= Corte d'Assise =

Italian court

The Corte d'Assise (Court of Assizes) is an Italian court composed of two professional, stipendiary judges or giudici togati; and six lay judges or giudici popolari, who are selected from the people. The Corte d'Assise has jurisdiction to try all crimes carrying a maximum penalty of 24 years in prison or more. These are the most serious crimes, such as terrorism and murder. Slavery, killing a consenting human being, and helping a person to commit suicide are also serious crimes that are tried by this court. Penalties imposed by the court can include life sentences (ergastolo). The Corte d'Assise does not preside over cases involving attempted murder.

The prosecution is conducted by the Public Prosecutor (Pubblico Ministero). Decisions are made by giudici togati and giudici popolari together at a special meeting held behind closed doors, named Council Chamber (Camera di Consiglio), and the Corte d'Assise is required to publish written explanations of its decisions.

==Composition==
The Corte d'Assise is composed of two professional judges and six lay judges.

===Professional judges===
The professional judges (magistrates) perform the duties of president and giudice a latere (English: sitting by judge). In the Corte d'Assise d'Appello (English: Appellate Courts of Assizes) the judges must be members of the Court of Appeals.

===Lay judges===
Lay judges for both the Corte d'Assise and the Corte d'Assise d'Appello have to be older than thirty and younger than sixty-five. Lay judges for the Corte d'Assise must have completed their education to the level of junior high school (scuola media). The lay judges for the Corte d'Assise d'Appello must hold a diploma from a senior high school (scuola superiore).

===Exclusions===
The following people cannot be appointed to the office of lay judge:
- judges or other members of the judiciary system;
- members of the armed forces or police;
- ministers of any religion and clergymen.

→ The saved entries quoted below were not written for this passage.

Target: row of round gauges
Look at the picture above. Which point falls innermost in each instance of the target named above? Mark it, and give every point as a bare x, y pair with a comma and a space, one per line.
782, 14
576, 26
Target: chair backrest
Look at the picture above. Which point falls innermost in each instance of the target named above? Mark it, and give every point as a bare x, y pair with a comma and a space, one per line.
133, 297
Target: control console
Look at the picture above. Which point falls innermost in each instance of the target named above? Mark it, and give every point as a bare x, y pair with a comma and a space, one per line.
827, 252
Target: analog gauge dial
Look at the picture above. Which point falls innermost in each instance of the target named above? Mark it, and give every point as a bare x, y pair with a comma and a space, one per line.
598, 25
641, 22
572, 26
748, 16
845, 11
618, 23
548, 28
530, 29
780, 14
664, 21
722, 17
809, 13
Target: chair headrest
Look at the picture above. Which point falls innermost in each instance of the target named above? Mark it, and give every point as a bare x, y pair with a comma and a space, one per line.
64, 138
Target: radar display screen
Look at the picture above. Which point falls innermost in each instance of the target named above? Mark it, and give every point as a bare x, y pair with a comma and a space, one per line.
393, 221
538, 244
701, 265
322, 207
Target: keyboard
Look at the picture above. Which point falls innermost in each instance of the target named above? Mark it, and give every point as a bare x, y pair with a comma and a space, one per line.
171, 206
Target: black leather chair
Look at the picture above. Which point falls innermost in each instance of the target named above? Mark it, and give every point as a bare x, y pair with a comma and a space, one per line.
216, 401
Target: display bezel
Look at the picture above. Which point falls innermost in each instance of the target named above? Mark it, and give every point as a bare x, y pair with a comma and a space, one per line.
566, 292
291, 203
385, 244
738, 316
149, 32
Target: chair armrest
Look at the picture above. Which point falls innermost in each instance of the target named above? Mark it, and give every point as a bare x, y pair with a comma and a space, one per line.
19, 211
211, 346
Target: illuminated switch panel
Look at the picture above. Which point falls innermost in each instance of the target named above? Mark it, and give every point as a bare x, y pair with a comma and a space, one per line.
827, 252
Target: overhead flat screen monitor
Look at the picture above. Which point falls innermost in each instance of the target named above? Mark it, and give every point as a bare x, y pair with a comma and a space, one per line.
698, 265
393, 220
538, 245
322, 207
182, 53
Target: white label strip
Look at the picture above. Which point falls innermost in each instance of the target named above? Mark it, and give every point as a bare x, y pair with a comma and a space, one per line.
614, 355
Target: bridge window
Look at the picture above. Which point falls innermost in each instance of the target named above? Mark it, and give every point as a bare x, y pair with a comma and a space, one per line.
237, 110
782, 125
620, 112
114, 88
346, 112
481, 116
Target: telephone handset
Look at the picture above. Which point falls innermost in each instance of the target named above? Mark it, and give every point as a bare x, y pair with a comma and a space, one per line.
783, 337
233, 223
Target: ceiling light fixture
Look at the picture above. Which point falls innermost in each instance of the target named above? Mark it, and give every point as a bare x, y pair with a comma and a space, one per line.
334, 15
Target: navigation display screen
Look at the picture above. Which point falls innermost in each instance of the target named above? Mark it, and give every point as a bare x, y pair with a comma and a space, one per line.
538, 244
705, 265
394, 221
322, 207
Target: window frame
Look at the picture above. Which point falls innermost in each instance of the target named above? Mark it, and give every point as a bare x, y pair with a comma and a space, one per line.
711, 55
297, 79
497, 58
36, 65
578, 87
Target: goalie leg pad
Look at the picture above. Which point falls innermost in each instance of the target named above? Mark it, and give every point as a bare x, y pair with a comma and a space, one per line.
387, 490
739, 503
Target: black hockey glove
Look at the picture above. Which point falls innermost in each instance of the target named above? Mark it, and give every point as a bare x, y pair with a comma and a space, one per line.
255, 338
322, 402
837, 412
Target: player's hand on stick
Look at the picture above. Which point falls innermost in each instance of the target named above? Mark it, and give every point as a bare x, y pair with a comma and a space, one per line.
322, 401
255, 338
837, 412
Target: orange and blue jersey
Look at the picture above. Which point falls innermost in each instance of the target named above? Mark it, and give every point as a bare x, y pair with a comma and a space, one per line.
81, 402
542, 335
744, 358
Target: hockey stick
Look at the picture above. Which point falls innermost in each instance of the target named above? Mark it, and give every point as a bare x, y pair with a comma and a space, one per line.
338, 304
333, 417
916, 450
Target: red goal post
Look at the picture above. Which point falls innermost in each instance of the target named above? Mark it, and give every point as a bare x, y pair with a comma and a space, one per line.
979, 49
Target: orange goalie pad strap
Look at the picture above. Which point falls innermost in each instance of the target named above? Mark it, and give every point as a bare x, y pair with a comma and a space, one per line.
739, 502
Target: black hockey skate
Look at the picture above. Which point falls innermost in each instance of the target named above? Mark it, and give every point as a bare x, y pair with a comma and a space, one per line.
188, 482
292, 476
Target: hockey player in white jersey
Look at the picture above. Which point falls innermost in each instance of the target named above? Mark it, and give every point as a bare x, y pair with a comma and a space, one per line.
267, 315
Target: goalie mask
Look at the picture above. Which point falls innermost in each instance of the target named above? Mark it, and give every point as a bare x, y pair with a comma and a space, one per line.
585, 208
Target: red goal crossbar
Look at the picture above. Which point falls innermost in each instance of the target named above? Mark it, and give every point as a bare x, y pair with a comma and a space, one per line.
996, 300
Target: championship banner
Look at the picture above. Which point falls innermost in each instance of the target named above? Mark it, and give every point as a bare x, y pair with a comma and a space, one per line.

===Office of lay judge and appointment thereto===
In every municipality (comune), a board composed by the mayor and two members of the municipal council (Consiglio Comunale) form two registers containing all the citizens meeting the aforementioned criteria. If they do not see to that, the president of the local courthouse (Tribunale) acts in their stead. The registers are then transmitted to the president of the courthouse. A board is then convened, formed by the president and all the mayors of the municipalities of the district, to form a register of all the eligible citizens living in that district. The register is then published and all citizen may raise objections within 15 days from publication. The registers are revised every two years. When a crime needs to be tried, the president of the courthouse draws the names of the lay judges and of their substitutes in a public audience. After being appointed, the lay judges take the following oath:

Con la ferma volontà di compiere da persona d'onore tutto il mio dovere, cosciente della suprema importanza morale e civile dell'ufficio che la legge mi affida, giuro di ascoltare con diligenza e di esaminare con serenità prove e ragioni dell'accusa e della difesa, di formare il mio intimo convincimento giudicando con rettitudine ed imparzialità, e di tenere lontano dall'animo mio ogni sentimento di avversione e di favore, affinché la sentenza riesca quale la società deve attenderla: affermazione di verità e di giustizia. Giuro altresì di conservare il segreto.

Through the oath, they swear they will diligently listen to the reasons of both the prosecution and the defense, will serenely examine the evidence, and will honestly and impartially judge. The lay judges are paid for every day of actual exercise of their duty. In these instances, they are considered public officials. They continue in office for three months, or until the trial in which they are serving ends. Lay judges wear a sash in the national colours and are not technically jurors, as the term is understood in Anglo-Saxon jurisprudence. The Italian word Giudice (Judge) refers both to the eight together as a collective body and to each of them considered separately as a member of that body.

Since lay judges are not jurors, they cannot be excused, unless there are grounds that would also justify an objection to a judge. So, the office is practically mandatory. Also, they are not sequestered, because a trial often lasts too long to restrict travel. An Italian trial, including the preliminary investigations, preliminary hearing, trial and appeals, can last several years. Keeping a citizen - who continues to work, while serving as a lay judge - sequestered for years would be unfeasible.

==Appeals==

===Corte d'Assise d'Appello===
Both the defendant and the prosecutor can appeal a decision from the Corte d'Assise to the Corte d'Assise d'Appello. The Corte d'Assise d'Appello has the same composition of judges and lay judges as the Corte d'Assise, but the professional judges are senior relative to the judges in the first court. The Corte d'Assise d'Appello must also publish written explanations of its decisions. This appeal includes a complete review of the evidence – in effect a retrial.

===Cassazione===
Both the prosecutor and the defendant can appeal to the top appeal court, named Supreme Court of Cassation (Corte Suprema di Cassazione). The Court of Cassation only judges the correct application of the law in the lower courts and does not review the evidence. If the Court of Cassation does not uphold the sentence given by the first court, it usually orders a new trial in front of a different court, namely a Corte d'Assise d'Appello different from the previous one (in another district).